Bangkok, June 27 (EFE).- Australia and New Zealand are the countries with the highest per capita cocaine consumption in the world, according to data published Thursday in a report by the United Nations Office on Drugs and Crime (UNODC).
A 3% of people between 15 and 64 years old in both countries consumed cocaine in 2023, almost double that in America (with 1.6%) or slightly less than triple that in Europe (with 1.1%), according to the records of the "World Drug Report 2025".
The wastewater analysis, cited in the report, suggests that the majority of users in oceanic countries consume the drug occasionally, rather than habitually.
The document highlights that global cocaine production stood at 3,700 tons of pure drug in 2023, an increase of 34% compared to the previous year, and that drug trafficking routes have increasingly diversified to Africa, Asia, and Australia, and are no longer limited to their main markets: Europe and North America.
"Pacific islands are increasingly used as transit points for cocaine destined mainly for Australia and New Zealand," the report notes, which also highlights the widespread consumption in these nations of other drugs such as cannabis and ecstasy.

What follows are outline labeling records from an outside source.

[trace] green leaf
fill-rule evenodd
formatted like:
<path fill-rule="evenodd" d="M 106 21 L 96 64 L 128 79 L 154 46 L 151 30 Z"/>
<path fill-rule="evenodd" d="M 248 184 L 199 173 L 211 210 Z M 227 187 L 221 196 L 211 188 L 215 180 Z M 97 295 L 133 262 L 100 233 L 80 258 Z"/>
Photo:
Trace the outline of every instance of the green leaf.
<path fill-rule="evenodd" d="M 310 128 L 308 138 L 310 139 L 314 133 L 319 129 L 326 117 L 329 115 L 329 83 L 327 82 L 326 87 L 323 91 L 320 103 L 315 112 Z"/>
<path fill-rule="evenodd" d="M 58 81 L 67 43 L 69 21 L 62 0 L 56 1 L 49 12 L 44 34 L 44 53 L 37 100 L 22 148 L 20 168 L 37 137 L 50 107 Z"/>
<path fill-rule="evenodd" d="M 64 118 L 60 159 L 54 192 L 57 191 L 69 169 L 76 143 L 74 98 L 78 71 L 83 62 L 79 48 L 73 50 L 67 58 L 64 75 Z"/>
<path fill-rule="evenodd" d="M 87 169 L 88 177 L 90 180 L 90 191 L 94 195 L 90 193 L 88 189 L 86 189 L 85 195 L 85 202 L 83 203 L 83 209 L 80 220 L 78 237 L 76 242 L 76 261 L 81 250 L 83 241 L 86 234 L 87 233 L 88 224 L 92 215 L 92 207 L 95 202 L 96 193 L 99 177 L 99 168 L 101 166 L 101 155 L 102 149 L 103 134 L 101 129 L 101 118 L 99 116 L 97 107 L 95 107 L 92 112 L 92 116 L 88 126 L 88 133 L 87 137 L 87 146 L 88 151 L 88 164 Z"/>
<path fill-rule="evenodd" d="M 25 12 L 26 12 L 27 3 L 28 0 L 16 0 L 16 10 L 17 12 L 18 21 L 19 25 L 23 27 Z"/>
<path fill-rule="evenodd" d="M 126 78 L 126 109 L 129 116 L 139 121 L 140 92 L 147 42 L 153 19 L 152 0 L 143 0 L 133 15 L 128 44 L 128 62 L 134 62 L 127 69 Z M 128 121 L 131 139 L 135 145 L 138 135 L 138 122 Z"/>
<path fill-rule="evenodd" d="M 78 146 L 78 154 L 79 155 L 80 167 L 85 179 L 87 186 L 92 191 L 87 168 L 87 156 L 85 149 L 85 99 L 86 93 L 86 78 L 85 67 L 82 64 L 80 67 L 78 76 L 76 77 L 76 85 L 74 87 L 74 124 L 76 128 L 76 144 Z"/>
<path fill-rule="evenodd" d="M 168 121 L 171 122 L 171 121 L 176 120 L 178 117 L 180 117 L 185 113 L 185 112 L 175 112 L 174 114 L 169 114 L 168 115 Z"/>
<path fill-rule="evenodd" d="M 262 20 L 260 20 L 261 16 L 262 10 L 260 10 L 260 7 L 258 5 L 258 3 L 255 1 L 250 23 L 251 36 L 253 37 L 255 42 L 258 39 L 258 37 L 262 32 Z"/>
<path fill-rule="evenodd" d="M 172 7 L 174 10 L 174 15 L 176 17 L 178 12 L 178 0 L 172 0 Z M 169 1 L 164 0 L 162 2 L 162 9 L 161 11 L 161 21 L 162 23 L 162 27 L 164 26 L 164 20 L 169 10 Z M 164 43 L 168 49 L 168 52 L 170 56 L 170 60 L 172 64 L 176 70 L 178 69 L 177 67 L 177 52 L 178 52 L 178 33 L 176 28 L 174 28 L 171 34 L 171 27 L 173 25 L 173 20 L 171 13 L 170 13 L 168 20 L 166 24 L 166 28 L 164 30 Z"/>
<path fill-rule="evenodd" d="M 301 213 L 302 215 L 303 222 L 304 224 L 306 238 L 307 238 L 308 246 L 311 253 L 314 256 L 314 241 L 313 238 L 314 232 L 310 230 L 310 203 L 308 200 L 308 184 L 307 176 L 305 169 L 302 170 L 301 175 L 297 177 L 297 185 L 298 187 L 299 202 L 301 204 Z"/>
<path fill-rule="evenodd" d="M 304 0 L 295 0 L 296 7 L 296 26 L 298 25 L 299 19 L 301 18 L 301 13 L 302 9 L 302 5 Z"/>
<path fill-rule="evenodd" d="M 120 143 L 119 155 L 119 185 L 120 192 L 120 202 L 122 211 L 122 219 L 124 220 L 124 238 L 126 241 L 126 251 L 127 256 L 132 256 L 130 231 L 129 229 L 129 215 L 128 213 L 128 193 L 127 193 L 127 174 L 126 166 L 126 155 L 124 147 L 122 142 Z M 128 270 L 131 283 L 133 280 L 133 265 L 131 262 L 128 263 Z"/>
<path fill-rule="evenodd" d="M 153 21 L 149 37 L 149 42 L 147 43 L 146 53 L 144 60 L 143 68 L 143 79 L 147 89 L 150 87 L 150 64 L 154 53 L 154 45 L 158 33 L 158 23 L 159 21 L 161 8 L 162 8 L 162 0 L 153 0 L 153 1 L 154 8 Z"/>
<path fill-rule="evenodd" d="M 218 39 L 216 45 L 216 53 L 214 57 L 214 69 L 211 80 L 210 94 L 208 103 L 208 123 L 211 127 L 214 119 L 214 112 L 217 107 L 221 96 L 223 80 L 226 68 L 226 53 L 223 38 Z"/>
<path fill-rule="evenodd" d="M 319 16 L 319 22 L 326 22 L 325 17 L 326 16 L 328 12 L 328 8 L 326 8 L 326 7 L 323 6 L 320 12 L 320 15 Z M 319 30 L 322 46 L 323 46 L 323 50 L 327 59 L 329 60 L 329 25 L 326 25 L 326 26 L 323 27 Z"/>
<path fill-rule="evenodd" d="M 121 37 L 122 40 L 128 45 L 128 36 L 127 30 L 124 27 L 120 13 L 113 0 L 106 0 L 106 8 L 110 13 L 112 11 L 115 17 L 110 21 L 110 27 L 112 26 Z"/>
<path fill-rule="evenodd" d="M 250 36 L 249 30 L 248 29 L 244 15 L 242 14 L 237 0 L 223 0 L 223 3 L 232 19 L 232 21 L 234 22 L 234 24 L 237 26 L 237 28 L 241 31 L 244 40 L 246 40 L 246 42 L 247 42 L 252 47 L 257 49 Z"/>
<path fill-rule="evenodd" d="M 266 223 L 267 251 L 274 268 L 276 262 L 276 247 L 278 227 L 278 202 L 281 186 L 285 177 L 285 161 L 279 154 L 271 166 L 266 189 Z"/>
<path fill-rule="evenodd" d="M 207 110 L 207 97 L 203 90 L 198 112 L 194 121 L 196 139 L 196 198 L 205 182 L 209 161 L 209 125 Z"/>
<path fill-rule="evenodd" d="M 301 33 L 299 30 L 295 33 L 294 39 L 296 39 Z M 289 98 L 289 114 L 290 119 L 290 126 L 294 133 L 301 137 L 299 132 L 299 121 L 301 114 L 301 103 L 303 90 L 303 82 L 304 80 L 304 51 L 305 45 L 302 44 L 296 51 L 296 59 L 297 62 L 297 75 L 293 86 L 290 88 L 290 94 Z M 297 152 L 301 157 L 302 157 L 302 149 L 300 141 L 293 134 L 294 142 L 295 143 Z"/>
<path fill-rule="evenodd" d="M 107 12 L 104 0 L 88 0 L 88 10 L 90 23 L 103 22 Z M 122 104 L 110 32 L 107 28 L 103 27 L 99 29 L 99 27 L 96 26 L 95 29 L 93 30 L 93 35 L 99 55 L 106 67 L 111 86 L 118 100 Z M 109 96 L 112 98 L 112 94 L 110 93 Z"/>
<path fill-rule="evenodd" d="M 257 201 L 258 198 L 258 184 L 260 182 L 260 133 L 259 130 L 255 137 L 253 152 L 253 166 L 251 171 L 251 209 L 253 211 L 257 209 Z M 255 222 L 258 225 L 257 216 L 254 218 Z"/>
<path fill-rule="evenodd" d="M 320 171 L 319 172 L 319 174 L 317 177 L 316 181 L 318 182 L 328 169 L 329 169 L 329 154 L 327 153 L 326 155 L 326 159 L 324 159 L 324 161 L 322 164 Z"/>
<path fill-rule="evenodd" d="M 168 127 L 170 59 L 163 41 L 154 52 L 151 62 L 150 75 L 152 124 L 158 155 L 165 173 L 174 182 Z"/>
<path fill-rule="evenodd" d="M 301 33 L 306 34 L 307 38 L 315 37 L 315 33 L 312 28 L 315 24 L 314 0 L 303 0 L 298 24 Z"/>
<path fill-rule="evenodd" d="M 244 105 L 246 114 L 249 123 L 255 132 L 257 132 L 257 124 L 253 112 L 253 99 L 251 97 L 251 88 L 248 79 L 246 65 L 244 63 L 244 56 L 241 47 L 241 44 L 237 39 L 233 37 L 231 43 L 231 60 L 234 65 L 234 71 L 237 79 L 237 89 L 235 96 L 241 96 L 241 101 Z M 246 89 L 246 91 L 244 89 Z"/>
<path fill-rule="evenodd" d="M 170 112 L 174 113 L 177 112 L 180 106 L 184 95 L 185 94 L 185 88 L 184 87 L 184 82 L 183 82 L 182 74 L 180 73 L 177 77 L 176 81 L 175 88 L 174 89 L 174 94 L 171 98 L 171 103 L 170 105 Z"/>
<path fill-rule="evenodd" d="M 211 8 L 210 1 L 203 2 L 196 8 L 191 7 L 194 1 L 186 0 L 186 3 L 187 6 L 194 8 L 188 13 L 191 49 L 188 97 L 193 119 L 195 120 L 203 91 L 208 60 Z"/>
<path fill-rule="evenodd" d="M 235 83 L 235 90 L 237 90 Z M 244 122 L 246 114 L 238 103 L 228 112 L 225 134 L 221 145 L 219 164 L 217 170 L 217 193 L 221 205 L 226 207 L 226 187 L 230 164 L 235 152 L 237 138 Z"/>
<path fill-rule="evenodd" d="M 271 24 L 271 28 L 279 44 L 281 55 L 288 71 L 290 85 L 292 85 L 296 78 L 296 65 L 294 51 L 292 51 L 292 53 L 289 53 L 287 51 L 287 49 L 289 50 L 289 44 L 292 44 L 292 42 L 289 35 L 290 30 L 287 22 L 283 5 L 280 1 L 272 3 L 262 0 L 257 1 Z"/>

Cocaine seizures also reached "unprecedented figures" in Oceania in 2023, where mafias are attracted by the higher purchasing power of its citizens and the high price of the drug.
Furthermore, drug traffickers take advantage of the thousands of kilometers of coastline of these two large island countries due to the difficulty of monitoring such a vast area.
In December 2023, the Australian Police seized 2.34 tons of cocaine (with a black market value of almost 500 million US dollars), in one of the largest drug operations in the country.